(Baʹal-meʹon) [shortened form of Beth-baal-meon].
A prominent town on the tableland of N Moab assigned to the tribe of Reuben along with Nebo, Kiriathaim, and other towns of the region. (Nu 32:37, 38; 1Ch 5:8) The Reubenites, desiring the region for its good grazing land, evidently rebuilt and renamed the towns. In the earlier list at Numbers 32:3, 4, Baal-meon may be represented by the name “Beon.” Joshua thereafter refers to it as Beth-baal-meon, likely the full name of the place.—Jos 13:17.
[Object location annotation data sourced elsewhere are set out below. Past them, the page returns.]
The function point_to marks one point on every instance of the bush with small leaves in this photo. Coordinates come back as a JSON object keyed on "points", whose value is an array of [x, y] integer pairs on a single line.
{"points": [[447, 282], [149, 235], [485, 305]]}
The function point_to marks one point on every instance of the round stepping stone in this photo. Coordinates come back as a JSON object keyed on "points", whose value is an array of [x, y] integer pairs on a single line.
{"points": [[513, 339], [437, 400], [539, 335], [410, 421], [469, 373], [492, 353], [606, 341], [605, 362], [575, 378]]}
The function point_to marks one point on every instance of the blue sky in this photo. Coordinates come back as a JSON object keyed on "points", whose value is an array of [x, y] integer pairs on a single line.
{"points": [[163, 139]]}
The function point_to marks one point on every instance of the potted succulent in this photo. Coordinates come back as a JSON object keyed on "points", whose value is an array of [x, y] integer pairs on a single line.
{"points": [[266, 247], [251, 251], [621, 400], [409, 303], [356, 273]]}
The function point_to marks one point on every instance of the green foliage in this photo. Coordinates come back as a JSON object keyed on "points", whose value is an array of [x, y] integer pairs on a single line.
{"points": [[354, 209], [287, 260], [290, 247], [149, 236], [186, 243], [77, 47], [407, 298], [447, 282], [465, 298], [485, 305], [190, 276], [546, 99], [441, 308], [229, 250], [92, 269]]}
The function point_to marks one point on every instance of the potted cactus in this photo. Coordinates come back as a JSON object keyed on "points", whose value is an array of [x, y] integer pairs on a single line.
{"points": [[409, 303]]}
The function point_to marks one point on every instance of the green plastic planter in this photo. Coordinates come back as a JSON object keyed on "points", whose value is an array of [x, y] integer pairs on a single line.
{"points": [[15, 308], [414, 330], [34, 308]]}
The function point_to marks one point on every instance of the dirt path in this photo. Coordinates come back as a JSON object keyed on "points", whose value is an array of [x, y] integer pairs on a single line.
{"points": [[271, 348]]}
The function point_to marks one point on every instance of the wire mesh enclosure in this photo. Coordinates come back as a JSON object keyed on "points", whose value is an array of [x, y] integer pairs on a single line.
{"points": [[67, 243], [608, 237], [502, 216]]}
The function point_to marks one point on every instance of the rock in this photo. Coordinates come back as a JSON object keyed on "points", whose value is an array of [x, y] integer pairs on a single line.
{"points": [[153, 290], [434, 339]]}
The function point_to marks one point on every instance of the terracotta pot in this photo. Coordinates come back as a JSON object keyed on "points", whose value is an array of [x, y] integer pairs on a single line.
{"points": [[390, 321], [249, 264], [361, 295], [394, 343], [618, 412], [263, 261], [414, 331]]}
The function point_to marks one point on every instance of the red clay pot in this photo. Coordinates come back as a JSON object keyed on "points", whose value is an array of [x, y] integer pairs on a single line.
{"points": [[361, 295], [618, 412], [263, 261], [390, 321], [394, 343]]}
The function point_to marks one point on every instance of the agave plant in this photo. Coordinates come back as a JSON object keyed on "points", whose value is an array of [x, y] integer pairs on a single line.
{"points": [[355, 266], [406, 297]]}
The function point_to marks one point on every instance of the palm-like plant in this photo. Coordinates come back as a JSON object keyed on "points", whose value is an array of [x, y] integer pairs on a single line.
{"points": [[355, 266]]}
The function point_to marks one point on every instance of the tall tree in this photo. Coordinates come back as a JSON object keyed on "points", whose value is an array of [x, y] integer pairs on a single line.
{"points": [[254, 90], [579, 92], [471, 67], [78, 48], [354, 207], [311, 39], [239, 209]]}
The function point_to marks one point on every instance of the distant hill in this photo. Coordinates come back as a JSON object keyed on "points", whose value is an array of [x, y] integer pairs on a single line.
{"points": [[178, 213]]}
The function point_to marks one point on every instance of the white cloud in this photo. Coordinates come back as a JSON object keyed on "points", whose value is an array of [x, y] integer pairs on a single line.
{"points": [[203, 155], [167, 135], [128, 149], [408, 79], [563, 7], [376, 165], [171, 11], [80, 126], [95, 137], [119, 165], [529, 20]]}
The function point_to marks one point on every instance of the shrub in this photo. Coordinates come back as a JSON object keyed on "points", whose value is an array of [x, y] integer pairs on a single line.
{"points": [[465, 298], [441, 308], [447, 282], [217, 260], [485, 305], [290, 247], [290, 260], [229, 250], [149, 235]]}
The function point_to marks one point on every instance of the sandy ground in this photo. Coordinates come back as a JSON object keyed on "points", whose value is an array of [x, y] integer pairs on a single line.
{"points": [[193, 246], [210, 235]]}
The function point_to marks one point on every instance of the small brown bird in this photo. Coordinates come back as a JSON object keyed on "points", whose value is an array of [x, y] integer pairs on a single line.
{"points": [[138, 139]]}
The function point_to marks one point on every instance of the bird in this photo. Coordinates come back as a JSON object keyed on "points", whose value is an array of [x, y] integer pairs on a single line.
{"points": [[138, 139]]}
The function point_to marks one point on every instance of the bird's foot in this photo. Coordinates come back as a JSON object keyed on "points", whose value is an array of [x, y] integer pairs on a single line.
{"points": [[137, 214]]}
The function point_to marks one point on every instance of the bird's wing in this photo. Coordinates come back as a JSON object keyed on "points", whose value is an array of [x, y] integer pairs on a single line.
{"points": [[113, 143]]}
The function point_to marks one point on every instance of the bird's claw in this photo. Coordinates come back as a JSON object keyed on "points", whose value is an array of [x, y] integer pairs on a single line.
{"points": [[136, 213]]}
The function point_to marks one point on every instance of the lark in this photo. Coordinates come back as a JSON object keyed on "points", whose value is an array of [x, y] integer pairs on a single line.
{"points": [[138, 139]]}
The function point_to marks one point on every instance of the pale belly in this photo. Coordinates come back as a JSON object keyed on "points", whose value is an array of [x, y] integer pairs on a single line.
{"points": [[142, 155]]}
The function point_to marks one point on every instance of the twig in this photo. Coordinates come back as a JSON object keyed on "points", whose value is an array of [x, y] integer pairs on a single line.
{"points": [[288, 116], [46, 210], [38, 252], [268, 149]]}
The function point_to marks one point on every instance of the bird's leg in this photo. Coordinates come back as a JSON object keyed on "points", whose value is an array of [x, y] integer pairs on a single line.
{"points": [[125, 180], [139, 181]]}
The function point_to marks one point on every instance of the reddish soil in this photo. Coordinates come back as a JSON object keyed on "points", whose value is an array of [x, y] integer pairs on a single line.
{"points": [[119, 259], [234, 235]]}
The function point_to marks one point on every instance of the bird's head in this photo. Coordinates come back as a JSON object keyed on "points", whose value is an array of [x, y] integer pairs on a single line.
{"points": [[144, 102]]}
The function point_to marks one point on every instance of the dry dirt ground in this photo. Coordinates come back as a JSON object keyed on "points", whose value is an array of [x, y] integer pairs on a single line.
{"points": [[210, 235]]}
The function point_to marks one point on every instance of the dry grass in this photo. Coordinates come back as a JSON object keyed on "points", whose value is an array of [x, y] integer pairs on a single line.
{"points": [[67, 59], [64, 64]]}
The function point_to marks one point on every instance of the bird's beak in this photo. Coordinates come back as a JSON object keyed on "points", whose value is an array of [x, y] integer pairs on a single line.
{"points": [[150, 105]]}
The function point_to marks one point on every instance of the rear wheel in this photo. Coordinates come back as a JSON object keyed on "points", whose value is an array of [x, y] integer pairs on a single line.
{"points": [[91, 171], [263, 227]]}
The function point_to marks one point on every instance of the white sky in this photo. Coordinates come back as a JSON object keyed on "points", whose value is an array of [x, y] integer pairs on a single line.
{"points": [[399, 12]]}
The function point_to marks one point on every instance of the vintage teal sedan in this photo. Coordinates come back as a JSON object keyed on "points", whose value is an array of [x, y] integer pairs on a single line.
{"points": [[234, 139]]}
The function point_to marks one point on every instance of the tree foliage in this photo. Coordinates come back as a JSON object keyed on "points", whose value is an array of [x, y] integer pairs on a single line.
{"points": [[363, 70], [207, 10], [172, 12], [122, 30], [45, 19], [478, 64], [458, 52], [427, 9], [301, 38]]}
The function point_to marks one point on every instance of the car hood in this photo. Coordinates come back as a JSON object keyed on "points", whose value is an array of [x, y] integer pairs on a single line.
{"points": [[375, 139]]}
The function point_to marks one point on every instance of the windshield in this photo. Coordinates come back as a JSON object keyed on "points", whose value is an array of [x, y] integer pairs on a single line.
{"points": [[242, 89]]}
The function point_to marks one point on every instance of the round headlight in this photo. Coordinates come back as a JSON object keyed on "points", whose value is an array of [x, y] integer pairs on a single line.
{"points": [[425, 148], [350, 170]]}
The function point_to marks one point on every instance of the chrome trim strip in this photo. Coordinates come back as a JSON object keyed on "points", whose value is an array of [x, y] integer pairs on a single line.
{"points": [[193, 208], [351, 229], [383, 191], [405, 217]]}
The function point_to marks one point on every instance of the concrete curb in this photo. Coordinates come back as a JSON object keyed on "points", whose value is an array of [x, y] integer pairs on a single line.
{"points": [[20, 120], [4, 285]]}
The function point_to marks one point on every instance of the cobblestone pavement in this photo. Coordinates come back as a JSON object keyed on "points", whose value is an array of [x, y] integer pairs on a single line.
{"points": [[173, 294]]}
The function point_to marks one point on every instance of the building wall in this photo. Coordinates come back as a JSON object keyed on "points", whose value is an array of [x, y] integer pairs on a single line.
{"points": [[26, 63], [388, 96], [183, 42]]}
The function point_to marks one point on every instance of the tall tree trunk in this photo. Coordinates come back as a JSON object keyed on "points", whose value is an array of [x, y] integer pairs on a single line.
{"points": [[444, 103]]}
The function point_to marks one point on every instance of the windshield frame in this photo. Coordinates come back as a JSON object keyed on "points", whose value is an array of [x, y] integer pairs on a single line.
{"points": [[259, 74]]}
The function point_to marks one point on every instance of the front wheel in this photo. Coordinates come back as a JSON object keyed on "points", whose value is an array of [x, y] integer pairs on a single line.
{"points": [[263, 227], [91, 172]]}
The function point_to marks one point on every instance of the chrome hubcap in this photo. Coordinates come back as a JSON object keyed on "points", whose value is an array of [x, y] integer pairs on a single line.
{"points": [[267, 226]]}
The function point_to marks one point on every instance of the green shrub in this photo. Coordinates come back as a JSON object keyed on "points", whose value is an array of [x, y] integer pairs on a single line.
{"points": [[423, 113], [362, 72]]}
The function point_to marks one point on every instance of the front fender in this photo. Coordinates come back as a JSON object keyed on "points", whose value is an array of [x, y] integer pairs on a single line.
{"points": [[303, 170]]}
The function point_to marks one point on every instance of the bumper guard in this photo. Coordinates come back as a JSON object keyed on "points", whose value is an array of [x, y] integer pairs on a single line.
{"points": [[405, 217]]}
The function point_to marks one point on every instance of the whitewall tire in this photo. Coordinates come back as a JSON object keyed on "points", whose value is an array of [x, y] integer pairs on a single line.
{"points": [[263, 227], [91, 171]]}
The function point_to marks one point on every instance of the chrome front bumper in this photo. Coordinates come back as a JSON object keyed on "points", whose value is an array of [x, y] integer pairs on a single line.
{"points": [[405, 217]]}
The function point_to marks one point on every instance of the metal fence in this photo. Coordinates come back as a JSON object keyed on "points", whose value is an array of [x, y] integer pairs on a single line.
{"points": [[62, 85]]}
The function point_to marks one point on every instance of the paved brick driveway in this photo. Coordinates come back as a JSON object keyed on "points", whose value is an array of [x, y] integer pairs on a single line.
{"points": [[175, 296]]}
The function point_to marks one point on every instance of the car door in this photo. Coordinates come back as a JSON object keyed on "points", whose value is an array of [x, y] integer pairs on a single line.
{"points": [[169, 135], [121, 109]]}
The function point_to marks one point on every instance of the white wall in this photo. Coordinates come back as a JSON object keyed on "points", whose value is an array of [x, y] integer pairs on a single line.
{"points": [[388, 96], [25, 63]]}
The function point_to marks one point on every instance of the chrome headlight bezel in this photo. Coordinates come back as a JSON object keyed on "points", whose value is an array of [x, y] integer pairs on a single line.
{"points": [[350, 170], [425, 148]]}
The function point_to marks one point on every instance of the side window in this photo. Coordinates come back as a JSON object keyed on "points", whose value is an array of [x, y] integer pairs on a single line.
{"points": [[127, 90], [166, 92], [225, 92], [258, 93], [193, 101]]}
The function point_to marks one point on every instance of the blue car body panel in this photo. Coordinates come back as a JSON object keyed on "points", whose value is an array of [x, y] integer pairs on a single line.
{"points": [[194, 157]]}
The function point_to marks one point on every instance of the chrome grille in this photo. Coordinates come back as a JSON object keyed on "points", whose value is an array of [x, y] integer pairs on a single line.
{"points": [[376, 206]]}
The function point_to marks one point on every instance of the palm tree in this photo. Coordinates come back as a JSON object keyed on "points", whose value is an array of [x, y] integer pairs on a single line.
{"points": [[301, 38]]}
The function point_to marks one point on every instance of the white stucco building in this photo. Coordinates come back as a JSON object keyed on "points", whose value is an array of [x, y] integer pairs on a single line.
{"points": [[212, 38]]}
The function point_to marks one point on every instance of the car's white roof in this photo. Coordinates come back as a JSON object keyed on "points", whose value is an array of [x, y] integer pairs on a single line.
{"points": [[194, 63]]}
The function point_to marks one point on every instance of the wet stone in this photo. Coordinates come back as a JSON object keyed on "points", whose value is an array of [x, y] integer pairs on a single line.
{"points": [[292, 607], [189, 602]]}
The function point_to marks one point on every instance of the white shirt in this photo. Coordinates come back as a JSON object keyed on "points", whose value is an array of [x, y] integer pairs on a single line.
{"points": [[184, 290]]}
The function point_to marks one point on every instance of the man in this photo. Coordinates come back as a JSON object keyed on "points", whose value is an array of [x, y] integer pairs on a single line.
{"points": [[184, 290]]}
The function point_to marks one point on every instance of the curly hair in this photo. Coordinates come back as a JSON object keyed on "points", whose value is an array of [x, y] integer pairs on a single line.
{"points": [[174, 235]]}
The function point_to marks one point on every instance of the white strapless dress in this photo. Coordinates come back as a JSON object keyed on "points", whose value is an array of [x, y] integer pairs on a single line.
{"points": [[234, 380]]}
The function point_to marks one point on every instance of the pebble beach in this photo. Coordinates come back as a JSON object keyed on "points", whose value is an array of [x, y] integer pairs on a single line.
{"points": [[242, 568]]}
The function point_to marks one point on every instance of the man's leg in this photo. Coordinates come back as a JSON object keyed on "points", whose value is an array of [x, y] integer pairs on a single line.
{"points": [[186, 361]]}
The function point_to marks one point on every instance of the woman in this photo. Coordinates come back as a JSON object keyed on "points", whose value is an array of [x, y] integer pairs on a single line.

Baal-meon seems to have been retaken by the Moabites during the reign of King Mesha of Moab, evidently in the latter part of the tenth century B.C.E. The Moabite Stone inscription (line 9) states that Mesha “built [perhaps, fortified] Baal-meon, making a reservoir in it,” and on line 30 he refers to it by the fuller name Beth-baal-meon. Additionally, on a piece of inscribed pottery found in Samaria (Ostraca 27 of Samaria) mention is made of a certain “Baala the Baal-meonite.”
In the seventh century B.C.E. the prophet Jeremiah issued a divine warning to Moab foretelling the despoiling of the land by Babylon, specifically mentioning certain towns, including Beth-meon (likely Baal-meon). (Jer 48:20-23) Ezekiel includes Baal-meon as one of the Moabite sites to be possessed by the “Orientals” (or, “sons of the East”). (Eze 25:9, 10) Secular history and archaeological investigation confirm the fulfillment of these prophecies.—See MOAB, MOABITES No. 2.
Baal-meon is identified with the ruins of Maʽin, forming a mound of considerable size about 6 km (3.5 mi) WSW of Medeba and 12 km (7 mi) E of the Dead Sea. The plateau on which Maʽin lies is about 800 m (2,600 ft) in elevation.